Oklahoma State
Senate
Senator Cal Hobson
Chairman, Transportation
Senate District 16
Cleveland and MCClain Counties
For Immediate Release:
November 10, 2005
Hobson to Hiett: Why Continue the Wait?
Veteran Senator Cal
Hobson questioned Thursday why, if House Speaker Todd Hiett believes
the Oklahoma prisons have been under-funded for 10 years, he is willing
to wait until next year to address the critical staffing shortage in the
Oklahoma Department of Corrections.
“On a campaign stop in Enid last week the Speaker indicated that
the problems facing DOC are not new and, he claimed, date back 10 years,
but he continues to refuse to be willing to address them until next year.
It just doesn’t make any sense to me to refuse to correct a problem
that he admit exists just because it’s not a new problem,”
Hobson said, referring to an interview Hiett granted to a reporter from
the Oklahoma Educational Television Authority last week.
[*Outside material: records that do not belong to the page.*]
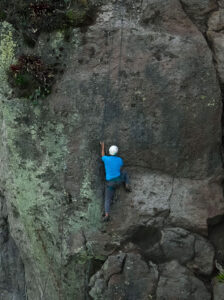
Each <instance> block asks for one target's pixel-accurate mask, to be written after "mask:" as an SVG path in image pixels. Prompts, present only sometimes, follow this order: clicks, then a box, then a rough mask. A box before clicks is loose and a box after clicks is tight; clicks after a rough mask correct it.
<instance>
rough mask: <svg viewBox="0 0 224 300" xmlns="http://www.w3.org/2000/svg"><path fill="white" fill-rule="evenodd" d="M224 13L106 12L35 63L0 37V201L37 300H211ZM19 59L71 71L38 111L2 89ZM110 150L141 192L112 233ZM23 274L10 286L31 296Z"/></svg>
mask: <svg viewBox="0 0 224 300" xmlns="http://www.w3.org/2000/svg"><path fill="white" fill-rule="evenodd" d="M222 5H223V4H222V1H217V2H215V1H197V0H194V1H188V0H182V1H178V0H169V1H168V0H159V1H158V0H156V1H155V0H148V1H145V0H143V1H138V0H137V1H131V0H129V1H113V2H112V1H104V2H102V3H101V4H100V6H99V10H98V12H97V18H96V20H95V23H94V24H92V25H91V26H89V27H87V28H81V29H80V28H75V29H71V30H70V38H69V40H66V39H65V32H64V31H57V32H53V33H51V34H50V35H49V34H48V33H42V34H40V35H39V38H38V41H37V43H36V45H35V47H34V48H33V49H30V48H28V47H27V46H25V45H24V44H23V42H22V41H21V40H18V37H17V36H16V33H15V31H14V30H13V29H12V28H11V27H10V26H9V25H8V24H6V23H3V24H2V27H1V41H2V42H1V44H0V54H1V55H0V61H1V62H4V64H3V63H2V64H1V73H2V74H3V75H1V76H2V81H1V82H2V83H1V89H0V91H1V93H0V96H1V106H2V114H1V124H2V132H1V143H0V156H1V155H2V159H1V162H2V163H1V167H0V173H1V174H2V178H1V188H2V190H4V197H5V199H6V205H7V214H6V215H7V218H8V222H9V228H10V234H11V236H12V238H13V239H14V240H15V242H16V245H17V246H18V251H19V252H16V253H17V254H16V255H14V254H13V255H12V256H10V258H11V257H14V259H15V258H16V260H17V259H18V260H19V257H20V256H21V258H22V261H23V264H24V272H25V282H26V287H27V297H28V299H32V300H37V299H38V300H39V299H43V300H46V299H47V300H51V299H52V300H53V299H55V300H62V299H63V300H64V299H65V300H72V299H78V300H84V299H85V300H86V299H95V300H97V299H98V300H99V299H106V300H110V299H114V300H115V299H116V300H117V299H124V300H125V299H128V300H135V299H138V300H145V299H155V300H159V299H161V300H162V299H172V300H174V299H178V300H182V299H183V300H185V299H186V300H192V299H197V300H198V299H212V282H211V277H212V276H213V275H212V274H213V271H214V259H215V258H216V257H215V255H216V252H217V249H216V248H217V247H216V244H214V245H215V248H214V246H213V245H212V244H211V242H210V241H209V240H208V223H209V224H213V225H215V224H216V223H218V222H220V220H221V218H222V216H223V213H224V200H223V186H222V181H223V166H222V36H221V35H222V26H223V24H222V23H223V21H222V9H223V6H222ZM10 49H11V50H10ZM3 50H4V51H3ZM21 52H25V53H28V54H31V53H34V54H38V55H40V56H42V57H44V58H45V59H46V60H49V61H50V60H52V59H53V58H54V55H55V53H56V54H57V55H58V57H62V58H61V61H63V63H64V73H63V74H61V76H60V78H59V80H58V81H57V82H56V84H55V85H54V88H53V90H52V93H51V94H50V95H49V96H48V97H47V98H46V99H44V100H42V101H41V100H40V101H39V103H37V104H36V105H33V103H30V102H29V101H27V99H16V98H14V97H13V94H12V91H11V88H10V87H9V86H8V84H7V76H6V74H7V70H8V67H9V66H10V63H12V62H13V59H15V57H16V56H17V55H19V54H20V53H21ZM6 53H8V54H7V55H6ZM10 55H11V56H10ZM60 55H61V56H60ZM102 139H103V140H105V143H106V146H107V147H108V146H109V145H110V144H114V143H116V144H117V145H118V146H119V149H120V155H121V156H122V157H123V158H124V161H125V167H126V169H127V170H128V172H129V174H130V175H131V181H132V187H133V192H132V193H129V194H127V193H125V192H124V190H123V189H122V188H121V189H119V190H118V191H117V194H116V197H115V201H114V203H113V206H112V211H111V216H112V220H111V222H110V223H108V224H103V223H102V222H101V209H102V202H103V190H104V171H103V166H102V162H101V160H100V153H99V151H100V149H99V141H100V140H102ZM4 224H6V223H4ZM3 227H4V228H6V227H7V226H6V225H3ZM3 227H2V228H3ZM3 232H5V231H3ZM10 247H11V246H10ZM2 253H4V251H3V252H2ZM7 253H10V251H9V250H7ZM7 265H10V262H9V263H7ZM21 266H22V263H21ZM21 268H22V267H21ZM20 270H21V272H20V273H21V274H23V275H22V277H19V276H18V272H19V271H18V269H16V270H12V271H11V273H12V274H13V275H12V278H13V281H8V280H7V276H6V275H3V277H4V279H2V280H3V283H4V285H5V286H7V287H11V286H12V285H13V289H12V293H20V292H21V295H22V294H23V292H24V290H23V289H22V286H23V280H24V279H23V276H24V273H23V271H22V269H20ZM11 282H16V286H19V288H15V285H14V284H12V283H11ZM214 290H219V287H217V286H215V287H214ZM215 293H216V292H215ZM217 293H218V292H217ZM118 297H119V298H118ZM17 298H18V297H17ZM17 298H16V300H17ZM18 299H20V298H18ZM21 299H23V298H21Z"/></svg>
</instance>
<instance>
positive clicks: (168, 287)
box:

Governor Brad Henry added Corrections funding to his special session call
in June. In July, in response to the Governor’s call, Senate Democrats
unveiled an $11 million plan that would allow DOC to hire 150 new guards
in Fiscal Year 2006. House leaders refused to negotiate on the issue and
in late August, the Senate returned the Capitol alone and voted 46-1 in
favor of the $11 million funding plan.
Hiett has steadfastly insisted that the Corrections issue can wait until
February.
“For more than two months, the House has refused to act on a measure
that would put dozens of new corrections officers in the state’s
prisons before the next regular session of the Legislature convenes February
6. While we’re waiting on the Speaker to act, our corrections officers,
the inmates in our prisons and our families are at risk,” said Hobson,
whose district includes two state prisons.
Since the Governor called on the Legislature to address the staffing shortages
in our prisons, one inmate has been killed, several more have been wounded.
“In my own hometown a woman was kidnapped when a convicted rapist
and a convicted murderer escaped from the Joseph Harp Correctional Center,”
Hobson said. “This is a real public safety crisis and it’s
irresponsible for the Speaker not to be willing to address it as soon
as possible.”
Hiett, Hobson pointed out, has said lawmakers should comprehensively review
the Department of Corrections and enact a permanent fix to prevent future
staffing shortages.
“I don’t think anyone disagrees that we want to prevent this
kind of crisis from arising in the future and I’m in favor of taking
a comprehensive look at our prison system next session. That is no reason,
however, not to act as soon as we can to begin increasing the number of
corrections officers in our state prisons,” said Hobson who is entering
his 28th year in the Legislature.
“I’ve been around the legislative process long enough to know
that if the Speaker insists on including additional funds for District
Attorneys, raises for State Troopers and other things in the bill that
provides funding to reduce the shortage of corrections officers, the battle
could drag out until May. I’m not willing to wait that long to do
what’s necessary to make the people in my district safe.”